Today is Labor Day. Perhaps working people should wear black armbands today. Perhaps this day should be designated a national day of mourning. The working men and women of America are slowly being ground down by the forces of greed, expediency and apathy.

America's workers are in trouble. In 1950, about half were represented by labor unions. Now that number is down to about one in seven.

Our politicians don't seem to care much about working men and women. Our last elected president, Bill Clinton, came from the land of nonunion shops like Wal-Mart and Tyson Chicken. In Arkansas, "union" is a bad word, akin to "communist" or "molester."

Our selected president, George W. Bush, is from Texas, where the welcome mat is always out for wretchedly poor Mexicans to cross the Rio Grande and work like slaves for peon wages.

It is well for us to remember, on Labor Day, Emma Lazarus's 1883 inscription for the Statue of Liberty:

"Give me your tired, your poor,

Your huddled masses yearning to breathe free,

The wretched refuse of your teeming shore.

Send these, the homeless, tempest-tost to me,

I lift my lamp beside the golden door!"

That's a noble sentiment, and we all applaud it (no matter how much we abhor those huddled masses), but there perhaps should be a second inscription: "After you get here, Bubba, we're going to put you to work and pay you as close to nothing as we can get away with."
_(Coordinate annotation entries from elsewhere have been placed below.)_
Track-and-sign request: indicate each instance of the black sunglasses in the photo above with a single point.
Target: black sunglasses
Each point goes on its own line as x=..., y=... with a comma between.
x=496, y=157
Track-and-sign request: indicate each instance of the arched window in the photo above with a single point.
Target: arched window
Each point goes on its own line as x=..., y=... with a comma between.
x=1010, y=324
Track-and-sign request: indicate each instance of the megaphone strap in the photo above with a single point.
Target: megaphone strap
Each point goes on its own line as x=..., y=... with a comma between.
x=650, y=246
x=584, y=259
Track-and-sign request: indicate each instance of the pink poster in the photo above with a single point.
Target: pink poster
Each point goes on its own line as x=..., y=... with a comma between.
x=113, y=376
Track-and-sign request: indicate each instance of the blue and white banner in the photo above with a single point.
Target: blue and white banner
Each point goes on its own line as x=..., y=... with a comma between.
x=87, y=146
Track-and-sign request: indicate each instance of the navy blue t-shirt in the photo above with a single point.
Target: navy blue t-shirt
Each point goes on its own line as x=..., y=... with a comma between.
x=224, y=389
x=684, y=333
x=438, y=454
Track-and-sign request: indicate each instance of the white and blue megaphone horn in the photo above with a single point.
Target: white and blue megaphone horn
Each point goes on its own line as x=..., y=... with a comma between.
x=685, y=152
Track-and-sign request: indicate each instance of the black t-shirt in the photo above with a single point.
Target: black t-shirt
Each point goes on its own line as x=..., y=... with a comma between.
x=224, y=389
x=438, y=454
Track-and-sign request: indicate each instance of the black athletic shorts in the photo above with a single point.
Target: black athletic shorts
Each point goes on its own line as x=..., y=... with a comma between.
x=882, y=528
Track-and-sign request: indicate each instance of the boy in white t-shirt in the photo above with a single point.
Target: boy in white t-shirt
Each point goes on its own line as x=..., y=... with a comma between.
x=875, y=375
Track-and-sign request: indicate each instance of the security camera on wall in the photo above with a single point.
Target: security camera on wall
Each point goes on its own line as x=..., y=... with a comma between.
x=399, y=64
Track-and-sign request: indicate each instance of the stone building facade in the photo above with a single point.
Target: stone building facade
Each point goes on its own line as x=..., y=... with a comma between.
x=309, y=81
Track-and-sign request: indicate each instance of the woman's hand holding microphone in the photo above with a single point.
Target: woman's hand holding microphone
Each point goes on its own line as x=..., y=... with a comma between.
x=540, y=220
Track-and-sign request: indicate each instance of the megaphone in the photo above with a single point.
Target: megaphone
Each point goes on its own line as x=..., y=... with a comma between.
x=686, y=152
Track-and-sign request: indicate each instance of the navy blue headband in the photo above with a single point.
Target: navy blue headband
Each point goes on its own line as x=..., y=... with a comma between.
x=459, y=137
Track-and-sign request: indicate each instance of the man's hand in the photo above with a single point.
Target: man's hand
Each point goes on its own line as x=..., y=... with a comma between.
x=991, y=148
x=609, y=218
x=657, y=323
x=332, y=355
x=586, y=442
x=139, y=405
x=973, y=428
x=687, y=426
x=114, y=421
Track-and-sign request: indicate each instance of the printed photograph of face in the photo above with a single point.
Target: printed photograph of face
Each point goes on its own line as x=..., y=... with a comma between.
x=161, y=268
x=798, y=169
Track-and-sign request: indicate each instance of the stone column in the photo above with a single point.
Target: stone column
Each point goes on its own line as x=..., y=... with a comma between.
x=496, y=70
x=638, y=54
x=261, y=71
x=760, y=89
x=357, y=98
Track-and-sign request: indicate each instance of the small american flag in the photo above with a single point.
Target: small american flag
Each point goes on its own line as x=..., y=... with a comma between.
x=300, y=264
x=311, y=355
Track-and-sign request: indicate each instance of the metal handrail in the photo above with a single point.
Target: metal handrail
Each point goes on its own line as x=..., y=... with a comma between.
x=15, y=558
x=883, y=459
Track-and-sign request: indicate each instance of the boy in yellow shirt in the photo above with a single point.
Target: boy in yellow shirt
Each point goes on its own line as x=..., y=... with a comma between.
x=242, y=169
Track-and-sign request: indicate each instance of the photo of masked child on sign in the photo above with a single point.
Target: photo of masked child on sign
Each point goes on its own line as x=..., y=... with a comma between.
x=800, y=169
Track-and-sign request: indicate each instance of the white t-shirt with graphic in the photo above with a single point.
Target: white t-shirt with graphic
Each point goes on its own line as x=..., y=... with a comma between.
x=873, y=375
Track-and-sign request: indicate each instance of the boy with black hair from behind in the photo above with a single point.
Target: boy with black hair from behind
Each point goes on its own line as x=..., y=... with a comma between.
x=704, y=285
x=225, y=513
In America, it was always thus. The first slaves here were not blacks from Africa but rather white Europeans known euphemistically as "indentured servants." Those servants were required to work like slaves for seven years (more or less) to "pay" for their passage to the New World.

After that they were "free" -- free to continue to work like slaves for poverty wages.

(A variation of the indentured servant practice continues today, with Asian women virtually tied to their machines in garment-making sweat shops.)

Considering the conditions for early American workers, it is not surprising that they eventually caught on to the labor union movement nudging forward in Europe.

Organization was difficult. Unions were sullied as "immoral." Then, as now, politicians were in the pockets of big contributors. So working people got precious little help from their elected officials.

When they did get organized, one of the first things they campaigned for was a shorter work day: 10 hours. Twelve hours was too long, the unions argued. And they wanted one day a week off, Sunday.

Employers were shocked and dismayed at these outrageous demands, but somehow the unions carried the day.

If you think today's employers are one iota different than those of 100 or 200 years ago, you don't know much about people. In a dog-eat-dog culture like ours, the big dog will always eat the little dog, given the chance.

Most of us know about -- but few seem to appreciate -- the success unions eventually enjoyed. They got the work week down to five days, the work day down to eight hours. They won paid vacations. They won health care benefits and pensions.

People who work in nonunion shops -- Wal-Mart or Costco, for instance -- very often have no idea how much unions help them. Because unions have improved working conditions for union members elsewhere, the nonunion shop owners must offer comparable pay and benefits. If they don't, they'll have a hard time finding employees, and sooner or later their shops will be unionized.

Modern employers are doing everything they can to keep unions out. One tactic is to do away with "employees" and call them "independent contractors" instead. The "contractors" do all the work employees did, but they get no benefits, and their companies are not obligated to pay Social Security taxes for them or fuss with any messy bookkeeping.

Another tactic is to set up "profit-sharing" plans that make employees part "owners" of the company. Their "ownership" is insignificantly small, but it legally makes them part of management and thus not eligible for union membership.

When it comes to cheating people, American ingenuity is unsurpassed.

Although entrepreneurs hate to reward the people who make them rich, it would be unfair to omit mentioning that unions have done a lot to dig their own graves. It's hard to find a major union that isn't corrupt at some level.

One often returns to Lord Acton's 1887 words: "Power tends to corrupt and absolute power corrupts absolutely." Labor unions were fine while they were weak and fighting for power, but once they got that power they became as corrupt as the people they were fighting.

To abandon unions because of that, however, is to throw the baby out with the bath water. The focus of working people should be to correct their unions, not abandon them.

To that end, don't look to our politicians for help. Bush, born with a silver spoon in his mouth, is incapable of understanding the concept of unionism, let alone its necessity.

In California, Gov. Gray Davis, a Democrat, is not one whit better. It doesn't take long in the halls of power and free-flowing money to forget the people who put you there.

Bush showed his utter contempt for working people when he appointed Elaine Chao secretary of labor.

The secretary of labor is supposed to give a voice and some power to working people, but Chao, wife of a conservative Republican senator from Kentucky, Mitch McConnell, is a fox sent to guard the chicken coop.

She seems like a nice person, but not the one for the job of labor secretary. So far she has done absolutely nothing for working people. Her standard dodge is "more study."

So today is Labor Day. Perhaps working people should wear black armbands today.

They have few friends and they are fighting a losing battle.